I may just be a little thick but it took me a bit to figure out how to work with groups of systems even temporarily. The system set manager (SSM) is the temporary grouping mechanism. If you’re going to patch a set of systems, you’ll add them to SSM and then work with that.

As an example: Say you’ve grouped a set of systems as apache-dev. In the systems -> system groups menu, select use in ssm on the right side of the line with the group name in it. From there, you can select packages and follow the menu picks to upgrade the patches on all systems in the SSM.

You can also create completely temporary groupings in the SSM by accessing the Systems menu, checking the radio boxes as needed, then select Add selected to SSM.

In order to clear out the SSM, on the Systems menu, ensure all systems are unselected and the remove existing servers from the SSM radio button is checked, then select Add selected to SSM

Cloning repos:

If you’re starting a patching exercise, you need to ensure that the patches that get installed in the production envorinment are exactly the same ones that are getting installed in the development environment. If your repos are getting synced nightly, that may and probably will change during the patching cycle. This is bad.

The answer is to clone the repos somehow such that the main repos can continue to be patched but the cloned repos stay stable and are used as the source for patching your environment.

Spacewalk has a command called spacewalk-clone-by-date which will clone a parent and children repos by date, ensuring that all packages associated with any errata up to that point are copied.

Unfortunately, running centos in my home office environment, I don’t get errata - or, perhaps it hasn’t been running long enough for me to get any so I haven’t had a chance to try this yet. More on this as I get to it.

Backup and Restore:

Unlike most client facing systems/applications, your spacewalk server isn’t going to be very visible if it’s down for a bit. However, if it’s completely Tango Uniform, you’re going to want a way to bring it back to life without having to redo all of the steps above.

Backing up Spacewalk:

  • Stop spacewalk: spacewalk-service stop
  • Back up the following directories:
/var/satellite 14G contains all the pushed packages
/var/lib/cobbler 592K all the cobbler configuration
/etc 56M Standard
/root/ssl-build 148K with the package containing your SSL certificate
/home/nocpulse ? Doesn’t exit
/var/lib/rhn/ 37M which contains all the kickstart files
  • Restart service.

  • Backup the database. This process assumes using the postgres DB. If you’re using a different one, use the apporpriate backup process for that database.
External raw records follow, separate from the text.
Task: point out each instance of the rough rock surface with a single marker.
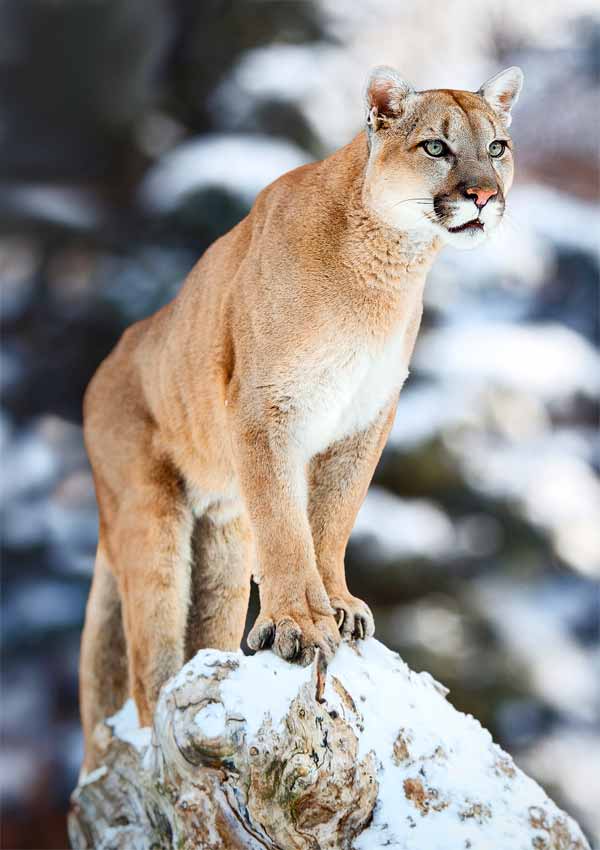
(255, 753)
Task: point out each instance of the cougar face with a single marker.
(441, 161)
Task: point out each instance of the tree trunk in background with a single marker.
(254, 753)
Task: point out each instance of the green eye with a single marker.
(435, 147)
(496, 148)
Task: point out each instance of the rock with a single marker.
(251, 752)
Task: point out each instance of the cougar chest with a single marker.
(343, 393)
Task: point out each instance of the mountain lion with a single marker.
(235, 432)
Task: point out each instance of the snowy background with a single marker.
(134, 133)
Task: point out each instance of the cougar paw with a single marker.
(296, 638)
(353, 618)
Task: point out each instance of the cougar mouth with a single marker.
(474, 224)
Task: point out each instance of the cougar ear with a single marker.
(502, 91)
(385, 95)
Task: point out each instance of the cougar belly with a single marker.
(345, 392)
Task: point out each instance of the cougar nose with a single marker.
(480, 195)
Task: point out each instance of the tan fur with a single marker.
(236, 431)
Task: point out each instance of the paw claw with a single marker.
(354, 619)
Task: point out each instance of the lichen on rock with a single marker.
(254, 753)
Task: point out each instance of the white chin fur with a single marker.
(466, 240)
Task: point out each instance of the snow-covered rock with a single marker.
(252, 752)
(240, 164)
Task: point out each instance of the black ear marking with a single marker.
(385, 96)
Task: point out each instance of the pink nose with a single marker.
(481, 196)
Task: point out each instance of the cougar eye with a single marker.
(435, 147)
(496, 148)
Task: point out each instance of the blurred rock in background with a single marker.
(134, 133)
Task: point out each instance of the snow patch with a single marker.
(126, 725)
(240, 164)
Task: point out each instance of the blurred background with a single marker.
(132, 134)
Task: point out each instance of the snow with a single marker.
(274, 682)
(125, 725)
(211, 719)
(479, 799)
(554, 483)
(240, 164)
(548, 360)
(404, 527)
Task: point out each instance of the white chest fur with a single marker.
(345, 391)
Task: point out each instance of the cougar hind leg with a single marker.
(220, 582)
(103, 680)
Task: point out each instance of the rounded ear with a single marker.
(385, 95)
(502, 91)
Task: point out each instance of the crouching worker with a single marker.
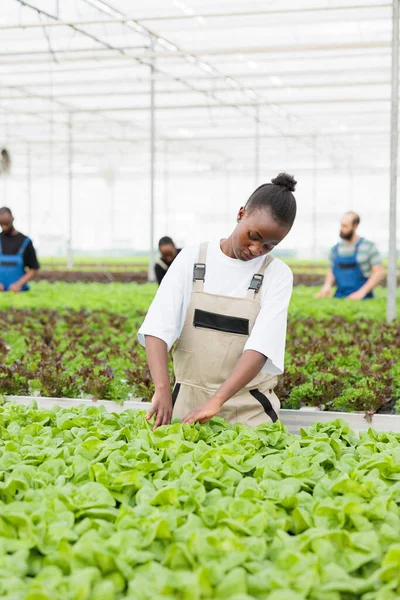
(18, 261)
(226, 303)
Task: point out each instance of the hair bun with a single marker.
(285, 180)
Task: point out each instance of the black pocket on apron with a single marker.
(207, 320)
(175, 393)
(266, 404)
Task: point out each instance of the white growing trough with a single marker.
(294, 420)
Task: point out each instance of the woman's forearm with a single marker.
(157, 359)
(248, 366)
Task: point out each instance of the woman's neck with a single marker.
(226, 247)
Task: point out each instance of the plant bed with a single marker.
(293, 420)
(97, 506)
(335, 358)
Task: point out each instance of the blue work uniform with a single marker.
(12, 266)
(348, 274)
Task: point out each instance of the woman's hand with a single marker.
(161, 405)
(205, 412)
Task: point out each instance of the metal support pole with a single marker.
(314, 199)
(392, 262)
(151, 274)
(257, 148)
(166, 187)
(70, 258)
(29, 186)
(111, 185)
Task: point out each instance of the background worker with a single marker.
(355, 264)
(226, 303)
(168, 252)
(18, 260)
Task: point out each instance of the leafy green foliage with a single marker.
(97, 506)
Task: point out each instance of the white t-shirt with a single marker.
(228, 277)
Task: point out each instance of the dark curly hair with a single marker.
(277, 198)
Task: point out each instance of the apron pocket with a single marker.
(266, 404)
(217, 322)
(175, 393)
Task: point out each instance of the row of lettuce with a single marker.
(97, 506)
(80, 341)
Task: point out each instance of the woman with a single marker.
(226, 303)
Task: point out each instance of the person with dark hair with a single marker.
(355, 264)
(225, 302)
(168, 252)
(18, 260)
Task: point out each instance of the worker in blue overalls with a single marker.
(355, 264)
(18, 260)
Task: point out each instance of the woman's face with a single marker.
(168, 253)
(256, 234)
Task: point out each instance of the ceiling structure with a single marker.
(236, 82)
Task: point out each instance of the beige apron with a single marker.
(214, 334)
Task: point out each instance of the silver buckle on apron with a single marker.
(256, 282)
(199, 272)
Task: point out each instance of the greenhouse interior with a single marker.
(199, 269)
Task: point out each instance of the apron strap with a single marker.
(199, 269)
(257, 280)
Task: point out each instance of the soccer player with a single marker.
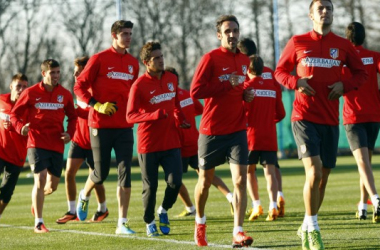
(318, 56)
(109, 74)
(219, 80)
(12, 163)
(361, 119)
(154, 104)
(189, 148)
(80, 151)
(262, 114)
(247, 46)
(46, 104)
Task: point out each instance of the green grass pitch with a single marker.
(339, 228)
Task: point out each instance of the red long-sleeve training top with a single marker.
(223, 111)
(46, 112)
(323, 58)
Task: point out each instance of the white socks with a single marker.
(121, 221)
(200, 220)
(190, 209)
(375, 201)
(237, 230)
(72, 207)
(161, 210)
(312, 222)
(102, 207)
(229, 197)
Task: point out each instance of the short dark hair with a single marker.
(247, 46)
(172, 70)
(147, 49)
(355, 33)
(256, 65)
(314, 1)
(223, 19)
(19, 77)
(81, 61)
(49, 64)
(119, 25)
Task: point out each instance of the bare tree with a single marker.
(181, 26)
(84, 23)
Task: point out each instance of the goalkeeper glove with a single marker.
(108, 108)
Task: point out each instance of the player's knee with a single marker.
(6, 195)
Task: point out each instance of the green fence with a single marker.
(284, 131)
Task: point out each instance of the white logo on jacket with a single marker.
(186, 102)
(162, 98)
(320, 62)
(367, 60)
(120, 76)
(171, 86)
(49, 106)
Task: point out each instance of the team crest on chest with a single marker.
(244, 69)
(171, 86)
(60, 98)
(334, 53)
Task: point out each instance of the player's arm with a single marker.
(198, 107)
(357, 69)
(201, 87)
(178, 114)
(19, 111)
(71, 119)
(286, 65)
(135, 113)
(280, 110)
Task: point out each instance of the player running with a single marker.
(361, 119)
(11, 164)
(109, 74)
(46, 105)
(219, 80)
(80, 151)
(263, 113)
(318, 56)
(189, 149)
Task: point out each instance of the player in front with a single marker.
(318, 56)
(11, 164)
(46, 105)
(219, 80)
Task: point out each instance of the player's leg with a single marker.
(280, 194)
(123, 146)
(183, 192)
(238, 158)
(100, 192)
(8, 184)
(149, 164)
(54, 172)
(253, 187)
(272, 189)
(362, 137)
(101, 144)
(173, 178)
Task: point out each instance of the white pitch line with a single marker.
(127, 236)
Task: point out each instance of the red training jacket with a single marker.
(323, 58)
(223, 112)
(150, 101)
(46, 112)
(189, 137)
(12, 145)
(363, 104)
(263, 112)
(109, 75)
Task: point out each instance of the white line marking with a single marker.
(126, 236)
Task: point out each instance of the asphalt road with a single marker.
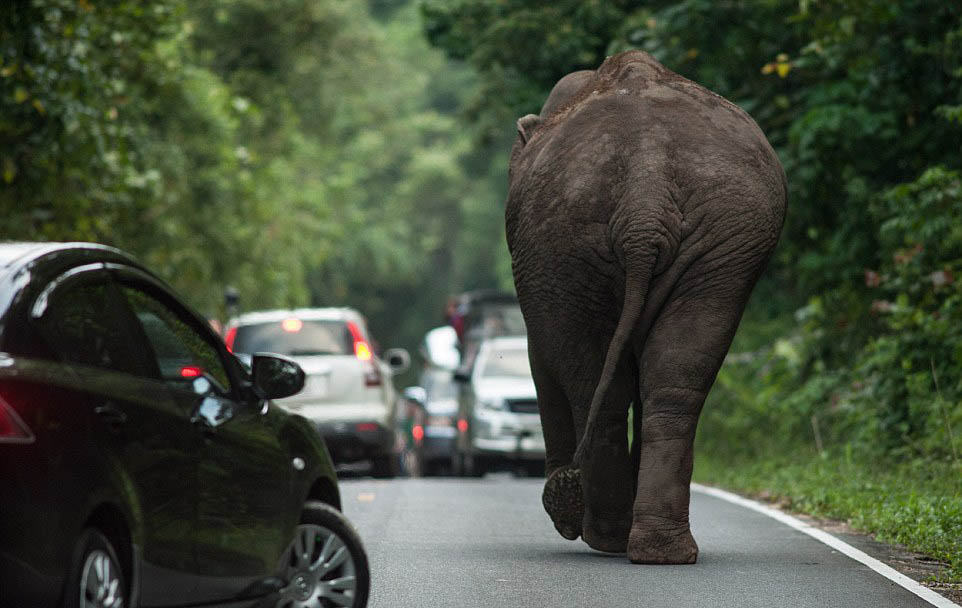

    yum -y install spacewalk-dobby
    db-control backup ${root_writable_dir}  # cmd must be run as root

Restoring Spacewalk:

  • How much restoration to do will be determined by how much was damaged. If you have to replace the entire system, ensure you use the same IP address and hostname. SSL is very sensitive to those two.
  • Restore the following filesystms as needed:
/var/satellite 14G contains all the pushed packages
/var/lib/cobbler 592K all the cobbler configuration
/etc 56M Standard
/root/ssl-build 148K with the package containing your SSL certificate
/home/nocpulse ? Doesn’t exit
/var/lib/rhn/ 37M which contains all the kickstart files
  • Restore the database using DB specific commands. For postgres:

    db-control restore ${dir}


As stated way up there at the top, I was having problems initially figuring out how to use spacewalk after I had it running. There are lots of resources on how to install it; but, not so many telling how to use it. How do you find out the key fingerprint of a gpg key, how do you tie are repository to a software channel? Questions like that took a bit of time to find out. Hopefully, this doc will help someone shorten their learning curve.